Según relató el cardenal en su cuenta de Instagram, la noche del 24 de octubre recibió un llamado del viceministro de Culto advirtiéndole sobre la "inconveniencia" de su presencia en los actos religiosos. Posteriormente, le informaron por correo electrónico y WhatsApp que su vuelo de Conviasa había sido suspendido hasta el 28 de octubre. Sin embargo, comprobó que el vuelo se realizó con normalidad. Ante la negativa oficial, contrató un vuelo privado que fue desviado a Barquisimeto bajo el pretexto de "fuertes vientos" en el aeropuerto de Trujillo.

Ya en tierra, Porras se topó con un inusual despliegue militar en Valera, donde las fuerzas de seguridad impidieron su traslado hacia Isnotú, el pueblo natal del santo. "Intenté continuar por tierra, pero no me lo permitieron. Sin explicaciones, tuve que regresar a Caracas", señaló.
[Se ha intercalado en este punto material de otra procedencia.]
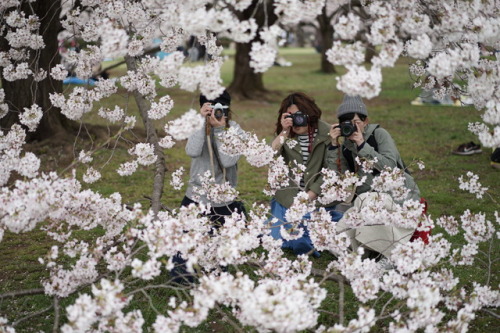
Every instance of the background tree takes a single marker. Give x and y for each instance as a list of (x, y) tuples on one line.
[(246, 82), (24, 93)]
El conflicto con la Iglesia no es nuevo. Desde hace más de dos décadas, el chavismo mantiene tensas relaciones con el Episcopado, que ha denunciado la falta de libertades y las violaciones de derechos humanos en Venezuela. La reciente exigencia de los obispos por la liberación de 900 presos políticos y las críticas a la decisión de Maduro de adelantar la Navidad al 1° de octubre —una maniobra considerada distractora ante la crisis económica— encendieron la furia del mandatario. "No van a contradecir la decisión del pueblo de celebrar las festividades desde octubre", replicó Maduro.

La líder opositora María Corina Machado expresó su repudio a lo sucedido y advirtió sobre una "escalada represiva". "En las últimas horas, el régimen ha agredido directamente a nuestro cardenal Baltazar Porras", publicó en sus redes sociales.

La nueva herramienta de espionaje

Paralelamente, el gobierno venezolano reactivó la aplicación "VenApp", una herramienta inicialmente destinada a reportar fallas en los servicios públicos —como cortes eléctricos o fugas de agua— que ahora tendrá un uso político: permitir que los ciudadanos denuncien a quienes "hablen mal del gobierno".

"Queremos que la VenApp o una versión ampliada permita reportar todo lo que se vea y escuche para que las autoridades puedan actuar", anunció Maduro. De esa forma, el sistema se transformará en un canal de vigilancia social en manos del Estado.

La decisión llega en un contexto de creciente tensión internacional, con el despliegue de buques de la flota estadounidense en el Caribe, frente a las costas venezolanas, bajo el argumento de combatir al narcotráfico. Según fuentes opositoras, el chavismo planea usar la aplicación para sancionar a quienes se expresen favorablemente sobre la presencia norteamericana.

El primer blanco sería el dirigente Leopoldo López, a quien el régimen busca despojar de su nacionalidad y pasaporte venezolano por haber respaldado públicamente la intervención de Estados Unidos. "Es una medida al estilo del régimen nicaragüense de Daniel Ortega", denunciaron desde su entorno.

Organismos internacionales alertaron sobre los riesgos de esta medida. Amnistía Internacional advirtió que la VenApp podría convertirse en "una herramienta de persecución y delación" contra los disidentes, al permitir la identificación, acusación o intimidación de quienes opinen en contra del gobierno. También alertaron que el sistema se prestará para venganzas personales, familiares o vecinales, profundizando el clima de miedo y autocensura en el país.